Treatment: IV infusion in a medical facility four times a year. Lifetime dosage limit is typically between eight to 12 doses over two to three years.
Side effects: Discolored urine following administration, infections, bone marrow suppression, nausea, hair thinning, bladder infections, mouth sores. It’s also necessary to monitor for signs of serious liver and heart damage, cardiac disease, and leukemia. Possible transient (blue) discoloration of the whites of the eyes and the urine. Due to the risk of cumulative damage to heart muscle, there is a lifetime limit on how much of the drug a patient may receive.
Results: The drug works by suppressing the immune system, thus decreasing inflammatory damage to the myelin sheath that surrounds nerves. It is used for relapsing-remitting, progressive-relapsing, and secondary-progressive forms of MS. Approved in 2000, the drug has a track record of improving EDSS scores and reducing relapses. In one clinical trial, 90 percent of patients taking the drug in combination with methylprednisolone showed no sign of lesions after six months.
Rebif (interferon beta-1a)
Companies: EMD Serono and Pfizer.
Description: Approved for relapsing types of MS. Rebif is a type of interferon; a synthetic version of a natural immune system protein that modulates the immune system to reduce inflammation..

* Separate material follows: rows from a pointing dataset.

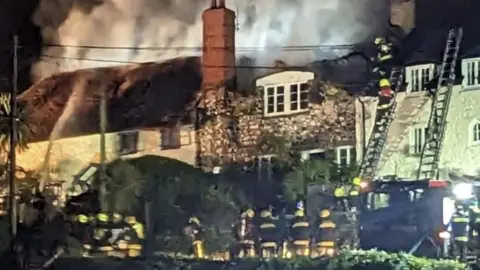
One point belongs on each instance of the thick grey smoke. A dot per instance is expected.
(177, 23)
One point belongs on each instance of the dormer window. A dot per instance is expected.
(471, 72)
(418, 77)
(285, 92)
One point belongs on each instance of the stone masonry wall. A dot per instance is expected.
(236, 135)
(69, 156)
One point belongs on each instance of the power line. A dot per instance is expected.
(331, 47)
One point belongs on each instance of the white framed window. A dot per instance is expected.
(286, 98)
(418, 77)
(471, 72)
(315, 154)
(474, 132)
(417, 139)
(345, 155)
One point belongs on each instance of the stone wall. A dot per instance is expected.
(460, 154)
(238, 132)
(69, 156)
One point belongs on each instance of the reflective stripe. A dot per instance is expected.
(301, 242)
(300, 224)
(461, 238)
(267, 225)
(269, 244)
(460, 220)
(326, 244)
(327, 224)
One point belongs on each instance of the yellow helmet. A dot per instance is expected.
(117, 217)
(266, 213)
(384, 83)
(325, 213)
(130, 219)
(339, 192)
(249, 213)
(299, 213)
(194, 220)
(102, 217)
(378, 40)
(357, 181)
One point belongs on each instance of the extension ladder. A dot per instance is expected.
(432, 147)
(379, 133)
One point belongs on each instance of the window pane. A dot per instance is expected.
(304, 105)
(270, 91)
(280, 108)
(280, 90)
(293, 89)
(270, 108)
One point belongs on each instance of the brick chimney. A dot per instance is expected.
(218, 59)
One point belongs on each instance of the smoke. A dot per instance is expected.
(174, 23)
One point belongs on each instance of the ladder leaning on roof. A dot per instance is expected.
(379, 133)
(432, 147)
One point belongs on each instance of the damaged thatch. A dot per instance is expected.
(145, 95)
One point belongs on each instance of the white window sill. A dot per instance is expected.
(284, 113)
(471, 87)
(474, 144)
(418, 93)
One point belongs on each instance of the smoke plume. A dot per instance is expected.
(177, 23)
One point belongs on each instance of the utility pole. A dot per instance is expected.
(13, 142)
(103, 158)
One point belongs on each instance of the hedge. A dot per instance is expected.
(348, 259)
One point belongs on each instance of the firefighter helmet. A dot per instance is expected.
(357, 181)
(379, 40)
(266, 213)
(299, 213)
(102, 217)
(325, 213)
(339, 192)
(194, 220)
(384, 83)
(130, 220)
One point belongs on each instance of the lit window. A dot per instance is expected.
(472, 73)
(345, 155)
(417, 140)
(128, 142)
(474, 130)
(418, 77)
(316, 154)
(285, 99)
(170, 138)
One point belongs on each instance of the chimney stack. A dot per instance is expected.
(218, 58)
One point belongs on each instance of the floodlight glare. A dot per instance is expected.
(463, 191)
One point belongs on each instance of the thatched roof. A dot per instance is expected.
(142, 95)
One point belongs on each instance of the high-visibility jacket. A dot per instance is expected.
(268, 231)
(460, 222)
(300, 230)
(326, 234)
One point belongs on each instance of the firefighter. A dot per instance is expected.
(385, 101)
(135, 246)
(246, 237)
(82, 230)
(460, 230)
(300, 233)
(101, 233)
(268, 234)
(474, 225)
(194, 230)
(384, 56)
(326, 238)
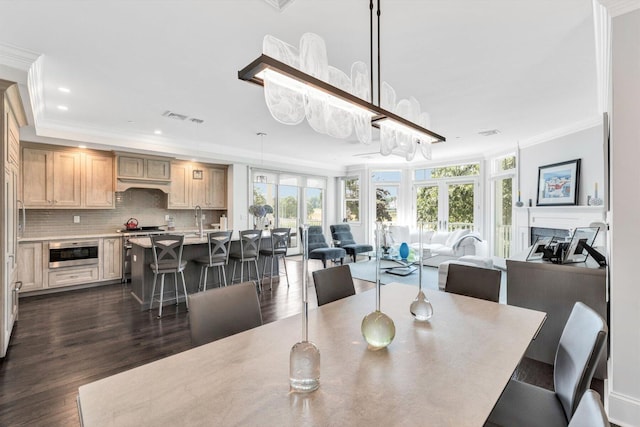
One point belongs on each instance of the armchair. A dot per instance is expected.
(319, 249)
(341, 235)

Treatment: Subcutaneous injection (beneath the fat layer under the skin) three times per week.
Side effects: Flu-like symptoms that usually lessen over time. (This reaction may be lessened by taking an over-the-counter nonsteroidal anti-inflammatory drug (NSAID) during the 24-hour period surrounding treatment.) Injection site reactions. Less common: liver abnormalities, depression (including thoughts of suicide), allergic reactions, low white blood cell count, seizures.

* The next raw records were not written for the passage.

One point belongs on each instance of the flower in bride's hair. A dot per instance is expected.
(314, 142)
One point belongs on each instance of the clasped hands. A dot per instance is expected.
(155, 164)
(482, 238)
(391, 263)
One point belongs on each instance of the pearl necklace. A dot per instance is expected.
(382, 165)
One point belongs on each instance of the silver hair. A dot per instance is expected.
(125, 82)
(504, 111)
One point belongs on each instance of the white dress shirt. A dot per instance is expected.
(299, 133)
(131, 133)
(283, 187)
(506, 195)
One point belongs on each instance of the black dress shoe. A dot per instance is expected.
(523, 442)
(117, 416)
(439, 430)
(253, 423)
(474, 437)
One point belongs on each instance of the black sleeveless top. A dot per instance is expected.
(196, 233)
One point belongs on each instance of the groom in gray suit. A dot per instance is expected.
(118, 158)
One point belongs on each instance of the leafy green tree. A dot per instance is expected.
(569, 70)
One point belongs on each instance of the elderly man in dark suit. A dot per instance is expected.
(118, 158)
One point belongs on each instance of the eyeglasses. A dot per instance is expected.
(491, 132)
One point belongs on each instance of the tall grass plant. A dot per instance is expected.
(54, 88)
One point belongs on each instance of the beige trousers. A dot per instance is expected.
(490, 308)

Results: The drug, which has more than 17 years of clinical trial and patient use, is designed for those with RRMS. Patients who took the drug for two years showed a 78 percent reduction in lesions, a reduced need for steroid treatments, and fewer exacerbations. Rebif Rebidose was approved by the FDA in early 2013. It consists of a color-coded auto-injector for enhanced convenience.
Companies: Biogen Idec and Elan Pharmaceuticals
Description: Tysabri is approved for relapsing types of MS. Generally used for patients that have seen no improvement with other MS treatments. Tysabri is a laboratory-produced monoclonal antibody that inhibits the activity of lymphocytes that attack the central nervous system.
Treatment: IV infusion in a medical facility every four weeks.
Side effects: Headache, fatigue, depression, urinary tract infections, lower respiratory tract infections, joint pain, and chest discomfort. Less common: allergic or hypersensitive reactions after infusion (fever, rash, dizziness, nausea, flushing, low blood pressure, breathing difficulties, chest pains). It’s also critical to test for PML, a rare but often-fatal brain disease caused by the JC virus. For this reason, patients who receive Tysabri should participate in safety monitoring programs at registered infusion centers so that it’s possible to watch for adverse events and provide immediate treatment, if needed.
Results: Studies show that Tysabri, which was approved by the FDA in 2005, can repair damage to the myelin sheath, slow progression of disability and help reduce relapses. It is also effective in reducing fatigue and improving language processing, cognitive function and vision loss related to RRMS. Eighty-seven percent of RRMS patients (previously treated with other therapies) who took Tysabri showed stable or improved MRI scans after 18 to 24 months. EDSS scores were stable or improved in 59 percent of patients.